The fact that Canopy is now fairly flat may indicate that speculators have lost interest in the stock, and that most people holding it are in for the long term. If that’s the case, the usual price and value calculations now apply to Canopy–which in the past was a pure momentum play.
To gauge what price Canopy is worth today, we need to look at how the company is doing relative to its fundamentals.
Valuation
Canopy has historically been a pretty expensive stock, trading at up to 200 times sales. For the recent 12-month period, Canopy traded at 136 times sales, which is still very high. For the same period, earnings were negative. It is possible to calculate a “P/E ratio” for the most recent quarter: using the basic EPS figure ($0.22), it’s about 272. However, P/E ratios are usually calculated with 12-month data or forward projections, so this isn’t a conventional approach.

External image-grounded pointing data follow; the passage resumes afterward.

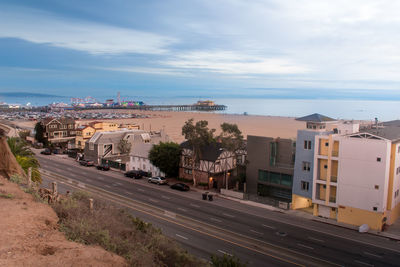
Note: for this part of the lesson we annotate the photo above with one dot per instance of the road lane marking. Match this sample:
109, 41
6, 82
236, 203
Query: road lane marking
268, 226
371, 254
170, 214
256, 232
316, 239
181, 236
173, 215
223, 252
304, 246
363, 263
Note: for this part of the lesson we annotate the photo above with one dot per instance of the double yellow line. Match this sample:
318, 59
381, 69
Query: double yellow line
279, 253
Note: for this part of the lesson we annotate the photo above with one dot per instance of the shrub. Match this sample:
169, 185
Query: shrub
116, 230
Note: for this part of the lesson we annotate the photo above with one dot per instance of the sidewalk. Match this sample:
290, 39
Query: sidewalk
393, 231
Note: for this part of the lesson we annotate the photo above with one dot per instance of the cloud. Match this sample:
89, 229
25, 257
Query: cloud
235, 63
95, 38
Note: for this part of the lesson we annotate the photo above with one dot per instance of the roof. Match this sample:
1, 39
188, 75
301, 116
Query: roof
316, 117
391, 133
141, 150
392, 123
211, 152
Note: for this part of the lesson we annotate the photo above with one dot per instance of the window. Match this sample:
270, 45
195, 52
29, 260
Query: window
307, 144
306, 166
305, 185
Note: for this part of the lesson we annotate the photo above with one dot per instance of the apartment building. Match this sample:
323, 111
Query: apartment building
269, 171
354, 174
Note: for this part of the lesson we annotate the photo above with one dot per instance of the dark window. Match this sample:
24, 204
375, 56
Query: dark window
305, 185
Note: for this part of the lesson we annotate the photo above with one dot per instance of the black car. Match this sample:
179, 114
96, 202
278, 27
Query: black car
180, 187
46, 151
103, 167
137, 174
86, 163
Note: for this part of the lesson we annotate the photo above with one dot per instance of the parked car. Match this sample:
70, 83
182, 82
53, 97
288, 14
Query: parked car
137, 174
86, 163
158, 180
46, 151
103, 167
180, 187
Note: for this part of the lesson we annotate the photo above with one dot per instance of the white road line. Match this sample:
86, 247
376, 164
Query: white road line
181, 236
223, 252
371, 254
363, 263
170, 214
304, 246
316, 239
256, 232
268, 226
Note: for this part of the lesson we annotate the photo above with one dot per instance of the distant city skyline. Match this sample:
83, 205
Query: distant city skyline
199, 48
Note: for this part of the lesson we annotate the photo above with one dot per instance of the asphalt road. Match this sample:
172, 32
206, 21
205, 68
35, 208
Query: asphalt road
277, 233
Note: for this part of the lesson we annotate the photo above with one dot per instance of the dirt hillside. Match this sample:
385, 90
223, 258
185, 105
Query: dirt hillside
30, 236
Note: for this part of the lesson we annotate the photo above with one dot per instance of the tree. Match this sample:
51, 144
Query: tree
165, 156
39, 134
124, 146
198, 135
226, 261
232, 140
231, 137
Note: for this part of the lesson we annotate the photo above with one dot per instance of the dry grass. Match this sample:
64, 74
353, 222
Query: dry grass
117, 231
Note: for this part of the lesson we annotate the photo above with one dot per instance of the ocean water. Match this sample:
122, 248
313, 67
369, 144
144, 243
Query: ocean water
384, 110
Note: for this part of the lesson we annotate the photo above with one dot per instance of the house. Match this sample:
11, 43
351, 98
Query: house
355, 175
106, 146
270, 169
60, 131
139, 160
214, 167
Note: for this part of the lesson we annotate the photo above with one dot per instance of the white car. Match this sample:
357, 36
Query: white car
158, 180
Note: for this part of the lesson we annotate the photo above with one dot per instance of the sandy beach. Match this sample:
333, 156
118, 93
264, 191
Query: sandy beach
172, 122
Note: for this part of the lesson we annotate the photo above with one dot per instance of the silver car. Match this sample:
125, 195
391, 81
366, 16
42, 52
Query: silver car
158, 180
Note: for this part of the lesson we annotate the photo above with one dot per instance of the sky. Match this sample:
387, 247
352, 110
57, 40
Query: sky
199, 47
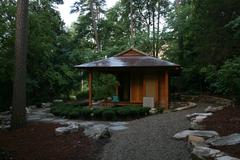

The big takeaway is that Canopy is very expensive relative to sales and earnings. However, this may not make the stock overvalued if we take growth into consideration as well.
Growth
As you might know, a high P/E ratio does not necessarily mean a stock is overvalued. If growth is high, a P/E ratio may be high (and justified) as well. A great example of this would be Amazon.com, whose P/E ratio has historically hovered over 100 without harming the stock’s return at all.
Currently, Canopy is growing even faster than Amazon at its peak, with sales up 280% and profits up 4000% year over year. That kind of growth can make a pretty high P/E ratio look insignificant in comparison. At the same time, Canopy’s recent positive earnings were because of fair value changes rather than operations; the company’s operating income was still $-78 million. This calls into question whether we’re really seeing an increasingly profitable company here, or one that got lucky one quarter.
Analyst targets
A final factor to take into account when evaluating a fair stock price is analyst targets. The world’s largest banks and mutual funds rely on analyst ratings to guide their investing decisions, so these figures are considered reliable.
According to the Wall Street Journal, the median analyst target price for Canopy is $72, while the highest is $100 and the lowest is $15. Going off the median, Canopy still has plenty of room to grow before it hits a price analysts consider fair. In light of that, now seems like a good time to buy Canopy shares. But it’s important to remember that this is a very volatile stock that has often behaved in ways that analysts didn’t expect.